- The Washington Times - Friday, March 14, 2003

SEOUL, South Korea, March 14 (UPI) — Despite the looming crisis over North Korea's nuclear ambitions, South Korea plans to offer some 1.3 million tons of rice aid to North Korea, a senior official said Friday.

South Korea will also propose the two Koreas hold high-level agricultural talks to discuss ways to ease the North's chronic food shortages and Seoul's farming technology aid, Agriculture and Forestry Minister Kim Young-jin said.

In a major policy report to President Roh Moo-hyun, Kim said his ministry plans to supply a total of 1.3 million tons of rice to North Korea for the next 3 years "on humanitarian grounds." As a first batch, the ministry will send 432,000 tons this year, he said.

The aid plan is also designed to alleviate South Korea's excess rice supply, Kim said. The country's rice stockpile has soared in recent years, due mainly to the westernization of South Koreans' diet and rising productivity.

Government officials express hopes the food aid package would help reduce military tensions on the Korean peninsula sparked by North Korea's suspected nuclear weapons programs, saying the rice aid was part of efforts to seek peaceful engagement with the communist neighbor.

Roh, who took office late last month, has vowed to push for unconditional reconciliation with North Korea.
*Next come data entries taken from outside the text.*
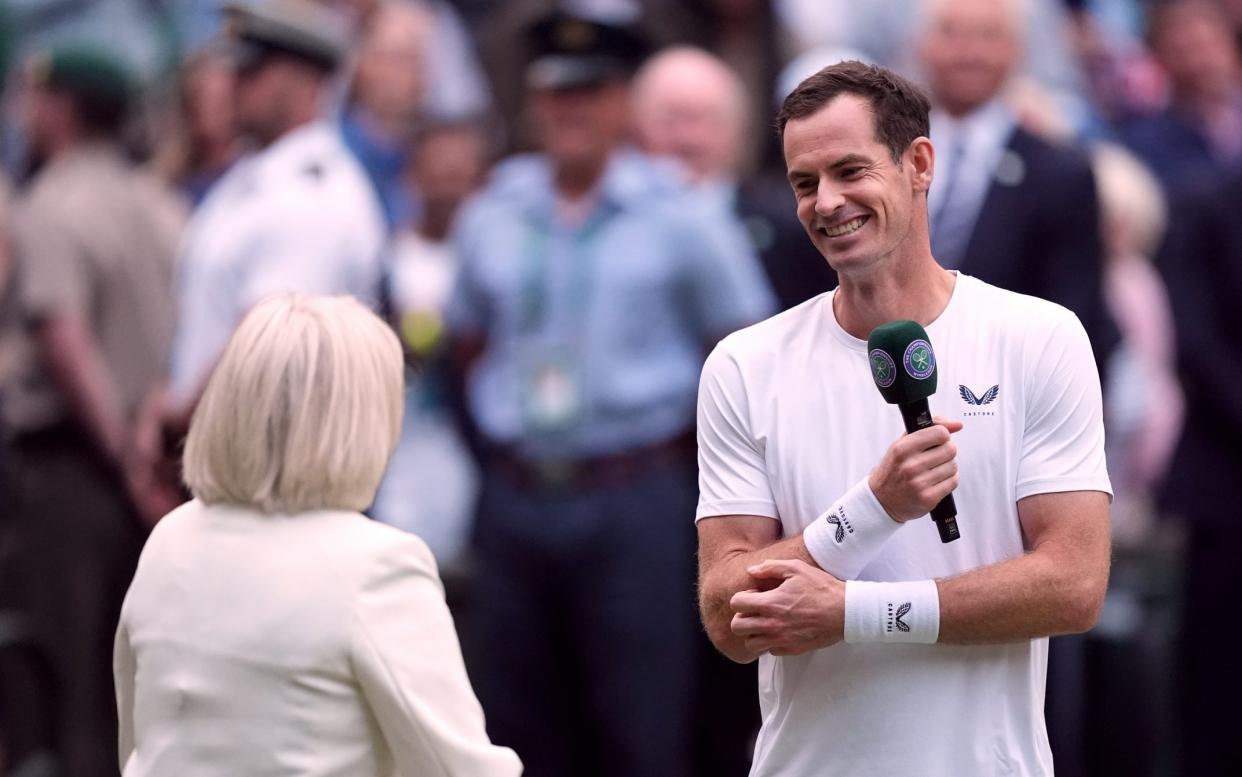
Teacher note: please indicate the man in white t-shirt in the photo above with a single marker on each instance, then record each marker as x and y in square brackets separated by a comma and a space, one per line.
[814, 539]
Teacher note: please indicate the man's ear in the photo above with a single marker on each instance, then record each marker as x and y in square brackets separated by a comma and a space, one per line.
[922, 159]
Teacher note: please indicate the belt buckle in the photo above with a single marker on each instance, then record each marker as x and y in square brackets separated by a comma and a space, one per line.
[555, 473]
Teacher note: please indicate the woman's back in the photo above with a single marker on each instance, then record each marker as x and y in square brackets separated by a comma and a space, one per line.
[314, 644]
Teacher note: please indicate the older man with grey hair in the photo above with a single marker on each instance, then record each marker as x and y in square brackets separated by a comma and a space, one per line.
[1009, 207]
[691, 106]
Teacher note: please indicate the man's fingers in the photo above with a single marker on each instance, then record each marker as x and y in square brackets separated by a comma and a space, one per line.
[752, 626]
[749, 602]
[779, 569]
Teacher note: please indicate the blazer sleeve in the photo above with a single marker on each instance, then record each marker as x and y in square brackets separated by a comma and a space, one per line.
[123, 669]
[1073, 252]
[409, 665]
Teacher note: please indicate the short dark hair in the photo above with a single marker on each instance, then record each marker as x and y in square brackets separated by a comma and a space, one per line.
[899, 108]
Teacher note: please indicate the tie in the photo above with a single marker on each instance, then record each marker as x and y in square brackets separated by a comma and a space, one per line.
[953, 222]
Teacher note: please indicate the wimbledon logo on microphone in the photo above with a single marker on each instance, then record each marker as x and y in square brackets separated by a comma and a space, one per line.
[918, 360]
[883, 369]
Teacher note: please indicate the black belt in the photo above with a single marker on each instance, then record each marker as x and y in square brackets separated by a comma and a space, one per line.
[579, 473]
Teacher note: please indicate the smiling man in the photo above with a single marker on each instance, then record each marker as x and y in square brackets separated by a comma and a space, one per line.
[795, 441]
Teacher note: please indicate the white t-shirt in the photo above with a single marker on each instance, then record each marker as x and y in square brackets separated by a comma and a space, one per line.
[298, 216]
[790, 418]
He also has promised a large-scale economic assistance package if North Korea gives up its nuclear ambitions.

International relief agents have warned North Koreans will face starvation this year as they will run out of food by June. The World Food Program's office in Pyongyang said Tuesday North Korea's food shortage for this year was estimated at about 1.1 million tons, calling for more international handouts.

The United States has also promised to resume food aid to North Korea. During his Seoul visit last month, Secretary of State Colin Powell said Washington will donate 100,000 tons of food aid, saying his country didn't want to use food aid as a "political weapon" to press North Korea to change its defiant behavior.

Seoul's rice aid plan came after Roh and U.S. President George W. Bush agreed to seek a peaceful resolution to the North Korean nuclear crisis.

In a 15-minute telephone conversation Thursday night, the two leaders "shared the view that the North's nuclear issue should be settled peacefully through diplomatic efforts," said Roh's spokeswoman Song Kyoung-hee.

Roh pledged to support Bush's line on Iraq, in an apparent bid to win Washington's support for his soft-line approach toward North Korea in return. Seoul announced Thursday it plans to send military engineers, along with economic and medial assistance, to help the United States if its ally goes to war with Iraq.

Seoul's Unification Ministry, which handles relations with North Korea, ruled out immediate rice shipments to North Korea.

"We have yet to consult with the agricultural ministry over the rice aid package," a ministry official told United Press International on condition of anonymity.

South Korea had supplied 400,000 tons of rice until last January following the inter-Korean economic cooperation talks in August last year.